18. yüzyıl sonlarına dek arşiv için özel bir bina tahsis edilmemiş, belgeler gerektiğinde kolayca ulaşılması için kese, torba ve sandıklara yerleştirilmiş, muhafazaya elverişsiz mahzenlerde dağınık bir biçimde saklanmıştır. Bu dönemde bir takım çalışmalar yapılsa da modern arşivciliğe ilk adım 1845 yılında atılmıştır. Tanzimat'la birlikte başlayan modernizasyon süreci arşivcilik anlayışına da yansımıştır. 1846 yılında Sadrazam Koca Mustafa Reşid Paşa tarafından Hazine-i Evrak Müdürlüğü kurulmuş, arşiv için de Bâb-ı Âli içerisinde bir bina inşa ettirilmiştir.[3] 1848 yılında başlayan Hazine-i Evrak binası inşaatı Darülfünun'un mimarı Fossati Biraderler tarafından 1849'da tamamlanmasına rağmen nemini iyice çekmesi için bir yıl boş bırakılmış, belgeler 1850 yılında yeni binaya taşınarak tasnif edilmiştir. Koca Mustafa Reşid Paşa böylelikle modern Osmanlı arşivciliğinin öncüsü olmuştur.

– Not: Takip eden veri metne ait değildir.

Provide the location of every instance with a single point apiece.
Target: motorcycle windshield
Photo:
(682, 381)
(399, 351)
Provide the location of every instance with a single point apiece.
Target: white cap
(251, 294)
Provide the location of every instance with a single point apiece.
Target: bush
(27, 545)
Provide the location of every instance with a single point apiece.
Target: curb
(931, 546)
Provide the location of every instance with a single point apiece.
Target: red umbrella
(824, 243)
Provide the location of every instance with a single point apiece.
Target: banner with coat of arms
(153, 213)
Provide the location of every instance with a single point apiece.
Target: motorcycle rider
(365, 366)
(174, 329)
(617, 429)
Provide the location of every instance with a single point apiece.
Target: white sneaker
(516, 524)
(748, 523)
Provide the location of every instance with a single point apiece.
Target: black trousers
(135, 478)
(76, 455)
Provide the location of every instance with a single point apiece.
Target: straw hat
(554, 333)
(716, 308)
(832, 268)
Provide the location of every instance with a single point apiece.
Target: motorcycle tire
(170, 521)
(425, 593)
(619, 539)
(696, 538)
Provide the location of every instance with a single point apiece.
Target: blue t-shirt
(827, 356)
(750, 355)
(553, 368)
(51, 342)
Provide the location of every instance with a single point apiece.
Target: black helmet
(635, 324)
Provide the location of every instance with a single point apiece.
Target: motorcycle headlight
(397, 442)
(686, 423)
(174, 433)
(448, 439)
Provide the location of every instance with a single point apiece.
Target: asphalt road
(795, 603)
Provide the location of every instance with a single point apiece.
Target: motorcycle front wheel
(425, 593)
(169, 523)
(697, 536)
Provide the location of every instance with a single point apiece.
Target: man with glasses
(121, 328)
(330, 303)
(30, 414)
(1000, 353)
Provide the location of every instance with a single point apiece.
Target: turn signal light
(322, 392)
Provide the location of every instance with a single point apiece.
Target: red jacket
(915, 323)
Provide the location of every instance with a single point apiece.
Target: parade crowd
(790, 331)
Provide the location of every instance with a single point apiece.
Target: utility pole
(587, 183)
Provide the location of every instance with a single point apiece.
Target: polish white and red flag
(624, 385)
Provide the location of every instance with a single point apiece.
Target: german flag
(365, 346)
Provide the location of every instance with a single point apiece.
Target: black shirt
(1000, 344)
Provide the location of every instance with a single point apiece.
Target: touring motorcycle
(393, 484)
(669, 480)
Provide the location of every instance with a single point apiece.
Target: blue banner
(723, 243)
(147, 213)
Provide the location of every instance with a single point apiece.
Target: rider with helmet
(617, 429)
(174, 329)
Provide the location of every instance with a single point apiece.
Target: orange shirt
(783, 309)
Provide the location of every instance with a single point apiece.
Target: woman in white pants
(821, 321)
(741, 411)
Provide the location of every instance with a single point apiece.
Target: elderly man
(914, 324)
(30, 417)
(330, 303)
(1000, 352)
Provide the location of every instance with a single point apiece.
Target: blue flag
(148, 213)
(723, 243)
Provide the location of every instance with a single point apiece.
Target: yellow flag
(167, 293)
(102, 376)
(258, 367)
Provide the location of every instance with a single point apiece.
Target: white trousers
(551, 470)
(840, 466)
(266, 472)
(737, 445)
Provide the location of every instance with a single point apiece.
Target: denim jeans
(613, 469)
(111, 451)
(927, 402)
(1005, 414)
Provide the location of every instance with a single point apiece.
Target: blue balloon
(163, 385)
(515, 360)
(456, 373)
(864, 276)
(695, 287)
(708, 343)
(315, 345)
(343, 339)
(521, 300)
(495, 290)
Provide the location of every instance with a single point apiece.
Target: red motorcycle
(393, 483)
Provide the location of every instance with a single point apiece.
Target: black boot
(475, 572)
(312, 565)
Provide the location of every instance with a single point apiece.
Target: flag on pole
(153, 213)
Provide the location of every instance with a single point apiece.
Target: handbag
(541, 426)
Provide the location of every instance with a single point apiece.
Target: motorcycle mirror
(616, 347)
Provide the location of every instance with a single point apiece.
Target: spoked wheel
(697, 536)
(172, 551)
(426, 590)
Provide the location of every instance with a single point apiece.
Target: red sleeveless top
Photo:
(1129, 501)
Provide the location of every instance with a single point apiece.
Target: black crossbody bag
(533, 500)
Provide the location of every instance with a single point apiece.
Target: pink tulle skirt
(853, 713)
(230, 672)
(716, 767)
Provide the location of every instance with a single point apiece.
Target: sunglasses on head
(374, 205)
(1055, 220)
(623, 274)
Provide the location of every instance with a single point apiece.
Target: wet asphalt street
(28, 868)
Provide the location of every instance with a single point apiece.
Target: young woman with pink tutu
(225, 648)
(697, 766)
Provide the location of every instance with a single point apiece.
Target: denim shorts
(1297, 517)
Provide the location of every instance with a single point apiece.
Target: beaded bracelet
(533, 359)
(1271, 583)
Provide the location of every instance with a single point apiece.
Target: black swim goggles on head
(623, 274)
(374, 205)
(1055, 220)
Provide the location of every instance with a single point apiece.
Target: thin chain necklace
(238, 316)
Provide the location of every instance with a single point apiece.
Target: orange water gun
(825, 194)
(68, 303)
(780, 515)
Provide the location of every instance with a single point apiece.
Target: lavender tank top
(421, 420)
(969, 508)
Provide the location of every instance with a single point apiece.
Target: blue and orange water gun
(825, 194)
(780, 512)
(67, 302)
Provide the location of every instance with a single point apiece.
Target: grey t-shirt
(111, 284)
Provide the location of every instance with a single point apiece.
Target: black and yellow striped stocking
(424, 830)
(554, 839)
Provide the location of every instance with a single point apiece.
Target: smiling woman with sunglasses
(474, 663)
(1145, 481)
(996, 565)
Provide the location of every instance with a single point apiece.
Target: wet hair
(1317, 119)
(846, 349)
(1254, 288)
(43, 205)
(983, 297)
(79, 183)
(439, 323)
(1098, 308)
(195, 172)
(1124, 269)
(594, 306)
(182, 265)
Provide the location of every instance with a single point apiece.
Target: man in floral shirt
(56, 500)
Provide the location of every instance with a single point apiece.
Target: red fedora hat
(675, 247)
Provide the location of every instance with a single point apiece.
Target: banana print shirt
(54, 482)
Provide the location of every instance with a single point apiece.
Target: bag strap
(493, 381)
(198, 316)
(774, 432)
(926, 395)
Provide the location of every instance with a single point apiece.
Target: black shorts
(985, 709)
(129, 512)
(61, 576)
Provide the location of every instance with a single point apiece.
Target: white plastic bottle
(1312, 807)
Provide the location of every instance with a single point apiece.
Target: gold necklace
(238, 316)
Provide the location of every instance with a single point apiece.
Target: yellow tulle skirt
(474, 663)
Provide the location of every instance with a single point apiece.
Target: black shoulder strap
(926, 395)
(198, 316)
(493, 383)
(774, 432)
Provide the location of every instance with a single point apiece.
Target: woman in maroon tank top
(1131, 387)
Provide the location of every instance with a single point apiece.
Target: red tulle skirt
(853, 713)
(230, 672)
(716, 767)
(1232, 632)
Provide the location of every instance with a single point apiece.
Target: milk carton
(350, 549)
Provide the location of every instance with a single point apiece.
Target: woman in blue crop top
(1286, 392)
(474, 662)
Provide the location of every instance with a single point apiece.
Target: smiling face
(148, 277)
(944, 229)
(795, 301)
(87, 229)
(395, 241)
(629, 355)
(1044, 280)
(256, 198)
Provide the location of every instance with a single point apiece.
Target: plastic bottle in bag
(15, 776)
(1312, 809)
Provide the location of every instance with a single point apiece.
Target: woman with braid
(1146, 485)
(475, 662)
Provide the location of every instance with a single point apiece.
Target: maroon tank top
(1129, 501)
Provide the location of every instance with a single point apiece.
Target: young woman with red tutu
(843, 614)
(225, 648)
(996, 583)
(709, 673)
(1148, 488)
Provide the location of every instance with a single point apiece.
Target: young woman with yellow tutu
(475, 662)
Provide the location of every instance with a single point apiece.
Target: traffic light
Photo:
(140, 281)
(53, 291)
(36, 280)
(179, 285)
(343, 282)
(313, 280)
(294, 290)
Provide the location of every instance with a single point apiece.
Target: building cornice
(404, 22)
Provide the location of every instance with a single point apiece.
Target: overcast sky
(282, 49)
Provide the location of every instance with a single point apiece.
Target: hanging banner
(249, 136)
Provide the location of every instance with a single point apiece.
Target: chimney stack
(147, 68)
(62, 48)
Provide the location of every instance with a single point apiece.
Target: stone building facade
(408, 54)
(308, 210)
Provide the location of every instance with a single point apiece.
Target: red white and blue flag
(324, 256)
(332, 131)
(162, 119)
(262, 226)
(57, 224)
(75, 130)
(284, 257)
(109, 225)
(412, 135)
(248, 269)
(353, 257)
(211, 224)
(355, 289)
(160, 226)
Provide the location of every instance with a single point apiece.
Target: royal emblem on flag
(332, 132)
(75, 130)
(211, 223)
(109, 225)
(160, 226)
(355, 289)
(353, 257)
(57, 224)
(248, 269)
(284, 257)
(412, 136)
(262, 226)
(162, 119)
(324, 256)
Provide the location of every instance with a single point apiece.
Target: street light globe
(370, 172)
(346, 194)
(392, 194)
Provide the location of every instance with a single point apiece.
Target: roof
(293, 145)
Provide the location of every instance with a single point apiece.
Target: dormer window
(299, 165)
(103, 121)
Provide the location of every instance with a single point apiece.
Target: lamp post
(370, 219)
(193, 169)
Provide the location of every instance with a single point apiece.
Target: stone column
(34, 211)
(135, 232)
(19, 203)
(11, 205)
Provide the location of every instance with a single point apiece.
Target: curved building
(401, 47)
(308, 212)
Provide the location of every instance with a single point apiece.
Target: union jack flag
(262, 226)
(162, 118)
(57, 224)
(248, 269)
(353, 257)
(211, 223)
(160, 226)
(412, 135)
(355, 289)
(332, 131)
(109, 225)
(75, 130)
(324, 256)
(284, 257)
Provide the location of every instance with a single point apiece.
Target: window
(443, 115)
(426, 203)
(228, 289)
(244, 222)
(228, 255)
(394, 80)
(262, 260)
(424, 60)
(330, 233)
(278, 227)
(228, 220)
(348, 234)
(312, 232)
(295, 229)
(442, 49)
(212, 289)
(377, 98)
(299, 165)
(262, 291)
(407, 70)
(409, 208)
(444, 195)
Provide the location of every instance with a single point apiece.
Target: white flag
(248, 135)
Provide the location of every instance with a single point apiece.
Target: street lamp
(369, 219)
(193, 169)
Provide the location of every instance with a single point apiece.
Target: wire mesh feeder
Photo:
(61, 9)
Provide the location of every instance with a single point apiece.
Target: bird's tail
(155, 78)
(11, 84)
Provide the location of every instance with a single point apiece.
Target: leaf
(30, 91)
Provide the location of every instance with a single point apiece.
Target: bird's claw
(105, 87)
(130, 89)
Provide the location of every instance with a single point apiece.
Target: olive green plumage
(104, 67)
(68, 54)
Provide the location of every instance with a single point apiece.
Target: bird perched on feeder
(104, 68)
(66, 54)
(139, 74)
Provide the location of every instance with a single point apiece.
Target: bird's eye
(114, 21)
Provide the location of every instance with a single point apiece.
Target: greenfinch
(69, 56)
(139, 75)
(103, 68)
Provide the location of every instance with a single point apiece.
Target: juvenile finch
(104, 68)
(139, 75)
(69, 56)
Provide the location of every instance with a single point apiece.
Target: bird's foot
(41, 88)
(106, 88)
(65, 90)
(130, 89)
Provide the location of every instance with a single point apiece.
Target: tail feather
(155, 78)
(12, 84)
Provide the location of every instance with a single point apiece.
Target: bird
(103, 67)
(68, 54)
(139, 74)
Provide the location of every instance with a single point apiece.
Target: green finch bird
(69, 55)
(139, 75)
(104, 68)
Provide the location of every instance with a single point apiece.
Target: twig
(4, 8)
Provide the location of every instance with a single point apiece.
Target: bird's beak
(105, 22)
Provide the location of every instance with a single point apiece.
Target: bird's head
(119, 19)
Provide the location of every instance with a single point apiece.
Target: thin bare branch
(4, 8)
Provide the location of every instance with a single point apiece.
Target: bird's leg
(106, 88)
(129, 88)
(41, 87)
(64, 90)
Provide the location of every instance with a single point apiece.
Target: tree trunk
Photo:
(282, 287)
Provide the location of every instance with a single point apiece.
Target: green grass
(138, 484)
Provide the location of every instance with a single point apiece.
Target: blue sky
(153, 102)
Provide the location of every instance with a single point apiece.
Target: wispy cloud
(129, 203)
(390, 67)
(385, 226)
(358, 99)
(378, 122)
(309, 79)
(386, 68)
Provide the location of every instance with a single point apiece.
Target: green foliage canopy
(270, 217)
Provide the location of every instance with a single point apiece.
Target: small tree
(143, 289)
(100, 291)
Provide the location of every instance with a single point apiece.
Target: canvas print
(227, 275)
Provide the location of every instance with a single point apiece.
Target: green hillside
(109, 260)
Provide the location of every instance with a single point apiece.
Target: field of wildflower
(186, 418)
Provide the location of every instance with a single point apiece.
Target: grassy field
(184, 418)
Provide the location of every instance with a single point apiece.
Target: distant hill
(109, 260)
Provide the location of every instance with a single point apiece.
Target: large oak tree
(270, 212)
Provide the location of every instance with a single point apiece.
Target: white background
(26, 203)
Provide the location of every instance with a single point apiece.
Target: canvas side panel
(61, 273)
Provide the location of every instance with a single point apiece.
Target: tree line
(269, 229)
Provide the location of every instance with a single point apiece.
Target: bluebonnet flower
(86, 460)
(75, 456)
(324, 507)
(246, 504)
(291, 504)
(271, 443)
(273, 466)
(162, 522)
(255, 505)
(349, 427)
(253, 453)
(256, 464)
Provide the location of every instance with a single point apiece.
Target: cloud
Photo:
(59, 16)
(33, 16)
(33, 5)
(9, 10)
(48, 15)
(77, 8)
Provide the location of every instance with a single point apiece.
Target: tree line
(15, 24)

Cumhuriyet sonrasında da belgelerin tasnif işlemleri yıllarca sürmüştür. 1925'te Hazine-i Evrak'ın kısıtlı kadrosu tarafından tasnif devam etmiş, 1932'de Muallim Cevdet başkanlığında yeni bir heyet kurulmuş, 1936'da ise Layoş Fekete'nin çalışmalarıyla yeni bir tasnif sistemi yaratılmıştır. Son büyük tasnif işlemi 1987 yılında başlamış, arşiv bu çalışmalarla dijital ortama geçirilmeye başlanmıştır. 1987-1992 arası dönemde tasnif edilen belge miktarı daha önceki 140 yıllık sürede tasnif edilen belgeler ile eşit miktardadır. 1987 ve 2012 yılları arasında geçen sürede ise 45 milyon belge tasnif edilmiştir. Bunların 5 milyonu ise dijital ortama aktarılmıştır.